Automation Foibles Unveiled: Saving random data

Now, many of you probably know that I am a big fan of computer generated random test data that is a represents a reasonable sample data set from the total population of possible test data. (I refer to this a probabilistic stochastic test data.) So, why would I argue against preserving randomly generated test data?

I just returned from STAREast, where for the second time in a month I heard someone suggest storing randomly generated test data in a file. Many people will site the inability to recreate random test data as a drawback to using randomly generated test data in a test. So, the reason these people suggested storing the random data in a file is so they can easily repeat a test with the same data should some randomly generated test data expose an anomaly. I absolutely concur that if we generate random test data, and that test data exposes a problem we need a way to recreate the data. But, isn't there a better way than to save random test data in a file?

Saving randomly generated test data to a file creates a test artifact. Depending on how much randomly generated data is generated, this file could become quite large. Also, saving data to a file impacts the performance of an automated test and certainly slows down manual execution of tests. Then consider the number of tests that generate random test data are executed numerous times throughout the lifecycle, and it doesn't take long until we have countless test artifacts simply storing more static test data that quickly loses its value (especially if no problems were detected). Of course, we can easily delete the files after the test if no anomaly was detected, but I suspect that most testers will delete those files upon the completion of the test if no problems were detected.

So, the question is how can we reproduce computer generated probabilistic stochastic test data if we don't save that randomly generated data to a file?

Planting Seeds

In computing, a seed is simply an integer value that is used by a random generator as the starting value. If we pass a seed value as an argument to a given random generator then we will consistently get the same random value each and every time. Essentially, a seed allows us to replicate computer generated probabilistic stochastic test data anytime as long as we use the same seed and the same random generator algorithm. So, instead of saving each and every piece of randomly generated test data used in any given test, we can simply log the seed value used by that test in the test results log file.

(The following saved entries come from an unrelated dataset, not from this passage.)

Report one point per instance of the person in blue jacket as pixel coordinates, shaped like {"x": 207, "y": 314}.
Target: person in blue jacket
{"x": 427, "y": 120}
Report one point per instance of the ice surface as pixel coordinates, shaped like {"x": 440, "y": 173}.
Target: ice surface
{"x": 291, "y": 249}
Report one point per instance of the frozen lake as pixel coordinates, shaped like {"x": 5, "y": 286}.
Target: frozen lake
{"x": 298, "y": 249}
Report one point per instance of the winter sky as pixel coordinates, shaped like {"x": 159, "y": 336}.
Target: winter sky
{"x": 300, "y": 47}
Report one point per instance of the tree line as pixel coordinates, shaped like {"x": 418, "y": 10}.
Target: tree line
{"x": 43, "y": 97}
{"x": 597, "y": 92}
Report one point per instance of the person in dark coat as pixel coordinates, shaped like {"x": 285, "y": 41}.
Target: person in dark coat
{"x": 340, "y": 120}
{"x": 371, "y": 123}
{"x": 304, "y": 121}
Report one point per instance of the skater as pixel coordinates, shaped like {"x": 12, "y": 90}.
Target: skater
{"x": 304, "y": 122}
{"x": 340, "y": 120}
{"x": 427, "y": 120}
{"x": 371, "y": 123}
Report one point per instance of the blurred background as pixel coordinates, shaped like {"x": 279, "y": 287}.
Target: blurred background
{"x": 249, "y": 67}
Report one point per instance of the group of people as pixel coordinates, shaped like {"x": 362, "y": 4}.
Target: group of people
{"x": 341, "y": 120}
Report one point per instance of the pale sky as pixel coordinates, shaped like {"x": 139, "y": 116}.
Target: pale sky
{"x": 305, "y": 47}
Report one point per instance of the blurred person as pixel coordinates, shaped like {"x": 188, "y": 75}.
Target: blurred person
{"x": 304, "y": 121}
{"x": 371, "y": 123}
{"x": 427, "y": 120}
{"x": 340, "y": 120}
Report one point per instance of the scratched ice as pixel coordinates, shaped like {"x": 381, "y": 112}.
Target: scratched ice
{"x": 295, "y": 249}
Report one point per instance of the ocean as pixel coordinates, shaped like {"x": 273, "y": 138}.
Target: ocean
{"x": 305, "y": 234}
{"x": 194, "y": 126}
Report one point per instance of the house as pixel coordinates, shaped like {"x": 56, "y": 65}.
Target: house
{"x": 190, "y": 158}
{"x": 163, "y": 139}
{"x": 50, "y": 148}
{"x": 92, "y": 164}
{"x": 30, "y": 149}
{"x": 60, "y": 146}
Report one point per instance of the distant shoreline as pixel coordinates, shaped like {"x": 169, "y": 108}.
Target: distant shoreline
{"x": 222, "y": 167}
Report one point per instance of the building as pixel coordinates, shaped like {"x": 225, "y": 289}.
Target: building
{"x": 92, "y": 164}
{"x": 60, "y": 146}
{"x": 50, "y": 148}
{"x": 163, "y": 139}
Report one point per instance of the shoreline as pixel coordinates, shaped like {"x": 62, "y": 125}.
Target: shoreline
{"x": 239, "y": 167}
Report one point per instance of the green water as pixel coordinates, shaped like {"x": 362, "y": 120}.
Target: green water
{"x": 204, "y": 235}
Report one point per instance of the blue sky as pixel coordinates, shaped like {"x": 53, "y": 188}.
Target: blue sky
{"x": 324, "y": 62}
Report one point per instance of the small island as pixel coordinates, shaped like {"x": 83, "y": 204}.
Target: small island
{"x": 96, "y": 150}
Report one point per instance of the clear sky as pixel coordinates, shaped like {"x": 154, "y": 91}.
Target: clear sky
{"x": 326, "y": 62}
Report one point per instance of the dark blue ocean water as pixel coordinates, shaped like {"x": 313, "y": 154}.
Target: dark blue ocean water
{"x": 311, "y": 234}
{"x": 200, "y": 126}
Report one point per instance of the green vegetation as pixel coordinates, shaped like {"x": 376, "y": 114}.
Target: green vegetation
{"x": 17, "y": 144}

But, if we use the same seed all the time, then we are simply generating the same data over and over again. And, manually inputting a seed for each test that generates probabilistic stochastic test data is not an ideal situation, especially for automated tests. So, to solve that problem we can randomly generate a seed value that is then passed to the random generator algorithm!  Again, logging the randomly generated seed allows us to accurately reproduce the probabilistic stochastic test data at any later time.

The example below illustrates a simple method in C# that will either generate a random seed or return a user specified seed value.

         public static int GetSeedValue(string seedValue)
        {
            // check if user specified seed value is passed as an arguement to 
            // the seedValue parameter
            if (seedValue == string.Empty)
            {
                // Create a new random object
                Random randomObject = new Random();
                // Generate a random integer value between 0 and 2,147,483,647
                return randomObject.Next();
            }
            else
            {
                // convert the seedValue to an integer value
                // NOTE: This example method does not include exception handling
                return int.Parse(seedValue);
            }
        }

The following example illustrates how to use this method to get a random seed value to generate random strings and numbers that increase the breadth of test data coverage in each subsequent iteration of a test.

         static void Main(string[] args)
        {
            // These variables declare the range of characters used for the
            // string test data. In this case the strings are composed of upper
            // case ASCII characters 'A' through 'Z'
            char minChar = '\u0041';
            char maxChar = '\u005A';
            
            // This reads the user specified seed value from the console window
            // If no seed value is specified an empty string is passed to the 
            // GetRandomSeed method which will cause it to generate a random 
            // seed value.
            string mySeed = Console.ReadLine();
            
            // Declare a seed variable and initialize it to either the user
            // specified seed or to a computer generated random seed value
            int seed = GetSeedValue(mySeed);

            // The seed value should be permenently recorded in the logged
            // results for this test
            Console.WriteLine("The seed value for this test is {0}\n", seed);

            // Create a new random object based on the seed
            Random randomGeneratorObject = new Random(seed);

            // Generate 10 random strings
            for (int count = 0; count < 10; count++)
            {
                // Declare and initialize a string variable for our test data
                string testString = string.Empty;
                // Generate random length strings between 1 and 10 characters
                for (int length = 0; length < randomGeneratorObject.Next(1, 11); length++)
                {
                    // Generate a random character within the defined range and
                    // concatenate it to the testString variable until the 
                    // random string length has been reached
                    testString += Convert.ToChar(randomGeneratorObject.Next(
                        minChar, maxChar + 1)).ToString();
                }
                // Write the test string to the console window
                Console.WriteLine("Test String {0}: {1}", count + 1, testString);
            }

            Console.WriteLine("\nRandom numbers");
            // Generate 5 random numbers
            for (int numberCount = 0; numberCount < 5; numberCount++)
            {    
                Console.WriteLine("{0} ", randomGeneratorObject.Next());
            }
        }

Calling the Main method and passing an integer value between 0 and 2,147,483,647 will generate 10 random length strings composed of random upper case characters between 'A' and 'Z' and 5 random numbers. If no user specified seed is passed to the Main method then the code will call the GetGenerateSeed method and generate a random seed value for use in the test. Of course, passing the same integer value will produce the same strings and numbers each and every time.

Using probabilistic stochastic test data is valuable because it efficiently increases the breadth of data coverage, and significantly augments 'typical' static test data, user-generated test data, or static test data derived from historical failure indicators. But, instead of storing randomly generated test data in a file, it is a best practice to simply record the seed value of each test. With a seed value we can easily recreate the computer generated random test data should any of the random data used in a test exposes an anomaly.